Automatically Save Checkpoints During Neural Network Training
During neural network training, intermediate results can be periodically saved to a MAT file for recovery if the computer fails or you kill the training process. This helps protect the value of long training runs, which if interrupted would need to be completely restarted otherwise. This feature is especially useful for long parallel training sessions, which are more likely to be interrupted by computing resource failures.
Checkpoint saves are enabled with the optional 'CheckpointFile'
training argument followed by the checkpoint file name or path. If you specify only a file
name, the file is placed in the working directory by default. The file must have the
.mat
file extension, but if this is not specified it is automatically
appended. In this example, checkpoint saves are made to the file called
MyCheckpoint.mat
in the current working directory.
[x,t] = bodyfat_dataset; net = feedforwardnet(10); net2 = train(net,x,t,'CheckpointFile','MyCheckpoint.mat');
22-Mar-2013 04:49:05 First Checkpoint #1: /WorkingDir/MyCheckpoint.mat 22-Mar-2013 04:49:06 Final Checkpoint #2: /WorkingDir/MyCheckpoint.mat
By default, checkpoint saves occur at most once every 60 seconds. For the previous short training example, this results in only two checkpoint saves: one at the beginning and one at the end of training.
The optional training argument 'CheckpointDelay'
can change the
frequency of saves. For example, here the minimum checkpoint delay is set to 10 seconds for a
time-series problem where a neural network is trained to model a levitated magnet.
[x,t] = maglev_dataset; net = narxnet(1:2,1:2,10); [X,Xi,Ai,T] = preparets(net,x,{},t); net2 = train(net,X,T,Xi,Ai,'CheckpointFile','MyCheckpoint.mat','CheckpointDelay',10);
22-Mar-2013 04:59:28 First Checkpoint #1: /WorkingDir/MyCheckpoint.mat 22-Mar-2013 04:59:38 Write Checkpoint #2: /WorkingDir/MyCheckpoint.mat 22-Mar-2013 04:59:48 Write Checkpoint #3: /WorkingDir/MyCheckpoint.mat 22-Mar-2013 04:59:58 Write Checkpoint #4: /WorkingDir/MyCheckpoint.mat 22-Mar-2013 05:00:08 Write Checkpoint #5: /WorkingDir/MyCheckpoint.mat 22-Mar-2013 05:00:09 Final Checkpoint #6: /WorkingDir/MyCheckpoint.mat
After a computer failure or training interruption, you can reload the checkpoint structure
containing the best neural network obtained before the interruption, and the training record.
In this case, the stage
field value is 'Final'
,
indicating the last save was at the final epoch because training completed successfully. The
first epoch checkpoint is indicated by 'First'
, and intermediate
checkpoints by 'Write'
.
load('MyCheckpoint.mat')
checkpoint = file: '/WorkdingDir/MyCheckpoint.mat' time: [2013 3 22 5 0 9.0712] number: 6 stage: 'Final' net: [1x1 network] tr: [1x1 struct]

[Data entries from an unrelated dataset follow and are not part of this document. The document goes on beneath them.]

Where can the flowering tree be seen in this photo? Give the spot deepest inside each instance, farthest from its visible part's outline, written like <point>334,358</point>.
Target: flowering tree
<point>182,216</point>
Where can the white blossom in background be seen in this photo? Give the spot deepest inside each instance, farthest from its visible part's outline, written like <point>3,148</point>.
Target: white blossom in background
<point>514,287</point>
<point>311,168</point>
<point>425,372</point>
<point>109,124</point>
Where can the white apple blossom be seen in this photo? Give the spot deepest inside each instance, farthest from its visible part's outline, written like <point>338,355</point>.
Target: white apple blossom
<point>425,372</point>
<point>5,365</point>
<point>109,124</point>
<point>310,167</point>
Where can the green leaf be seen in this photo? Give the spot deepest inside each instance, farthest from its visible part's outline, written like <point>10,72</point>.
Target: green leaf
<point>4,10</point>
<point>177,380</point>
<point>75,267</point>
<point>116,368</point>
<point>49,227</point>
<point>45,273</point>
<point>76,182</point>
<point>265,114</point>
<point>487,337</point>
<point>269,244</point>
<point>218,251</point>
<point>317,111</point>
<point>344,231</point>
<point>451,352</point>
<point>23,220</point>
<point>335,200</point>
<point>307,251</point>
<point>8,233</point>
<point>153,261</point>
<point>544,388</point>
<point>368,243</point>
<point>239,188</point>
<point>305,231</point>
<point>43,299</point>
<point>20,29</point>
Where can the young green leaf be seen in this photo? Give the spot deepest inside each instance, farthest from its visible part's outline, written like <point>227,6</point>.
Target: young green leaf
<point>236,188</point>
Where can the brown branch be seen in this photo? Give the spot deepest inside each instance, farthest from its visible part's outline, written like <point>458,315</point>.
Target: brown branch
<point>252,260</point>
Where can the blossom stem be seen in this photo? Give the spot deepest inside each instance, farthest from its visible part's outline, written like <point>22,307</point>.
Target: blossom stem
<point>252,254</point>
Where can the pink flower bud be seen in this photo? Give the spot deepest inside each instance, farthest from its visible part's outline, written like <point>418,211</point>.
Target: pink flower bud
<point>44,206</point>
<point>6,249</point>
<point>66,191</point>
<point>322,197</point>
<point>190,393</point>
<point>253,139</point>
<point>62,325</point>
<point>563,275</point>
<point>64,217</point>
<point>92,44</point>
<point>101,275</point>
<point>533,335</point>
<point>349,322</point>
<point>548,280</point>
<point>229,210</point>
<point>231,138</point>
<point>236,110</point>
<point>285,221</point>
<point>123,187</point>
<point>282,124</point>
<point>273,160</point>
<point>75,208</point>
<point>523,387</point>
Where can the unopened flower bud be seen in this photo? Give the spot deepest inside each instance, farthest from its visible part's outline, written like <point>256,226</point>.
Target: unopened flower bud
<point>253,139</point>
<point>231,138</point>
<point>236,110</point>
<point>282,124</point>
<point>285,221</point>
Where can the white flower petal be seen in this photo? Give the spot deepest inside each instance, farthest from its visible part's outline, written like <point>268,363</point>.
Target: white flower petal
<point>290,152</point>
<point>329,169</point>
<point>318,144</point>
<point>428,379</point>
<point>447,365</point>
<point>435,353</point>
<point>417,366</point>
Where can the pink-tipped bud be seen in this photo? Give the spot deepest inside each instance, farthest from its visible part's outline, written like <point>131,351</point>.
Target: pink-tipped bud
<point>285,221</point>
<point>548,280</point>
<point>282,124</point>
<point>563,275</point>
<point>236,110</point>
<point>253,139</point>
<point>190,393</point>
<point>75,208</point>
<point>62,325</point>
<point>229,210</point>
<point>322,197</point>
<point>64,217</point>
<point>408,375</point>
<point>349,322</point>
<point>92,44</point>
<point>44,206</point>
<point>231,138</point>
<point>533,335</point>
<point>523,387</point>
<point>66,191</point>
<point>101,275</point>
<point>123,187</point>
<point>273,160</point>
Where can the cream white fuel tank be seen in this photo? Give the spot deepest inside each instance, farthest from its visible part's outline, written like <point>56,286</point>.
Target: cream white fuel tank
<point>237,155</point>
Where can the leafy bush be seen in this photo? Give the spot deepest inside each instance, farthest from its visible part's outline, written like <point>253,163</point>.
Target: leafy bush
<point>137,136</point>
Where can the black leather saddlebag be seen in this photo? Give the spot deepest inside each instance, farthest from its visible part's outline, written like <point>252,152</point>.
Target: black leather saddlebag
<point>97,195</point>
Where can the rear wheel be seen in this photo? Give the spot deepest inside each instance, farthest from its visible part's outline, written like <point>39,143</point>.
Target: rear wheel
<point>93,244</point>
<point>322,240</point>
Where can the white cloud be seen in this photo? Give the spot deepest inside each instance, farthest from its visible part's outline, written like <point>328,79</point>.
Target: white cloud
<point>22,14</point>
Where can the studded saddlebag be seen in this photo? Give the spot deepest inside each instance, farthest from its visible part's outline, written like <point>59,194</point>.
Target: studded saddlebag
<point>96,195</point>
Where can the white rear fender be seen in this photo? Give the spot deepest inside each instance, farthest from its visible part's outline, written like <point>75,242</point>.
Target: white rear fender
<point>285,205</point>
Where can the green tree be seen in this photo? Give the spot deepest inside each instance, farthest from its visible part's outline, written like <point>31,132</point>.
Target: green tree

You can resume training from the last checkpoint by reloading the dataset (if necessary), then calling train with the recovered network.
net = checkpoint.net; [x,t] = maglev_dataset; load('MyCheckpoint.mat'); [X,Xi,Ai,T] = preparets(net,x,{},t); net2 = train(net,X,T,Xi,Ai,'CheckpointFile','MyCheckpoint.mat','CheckpointDelay',10);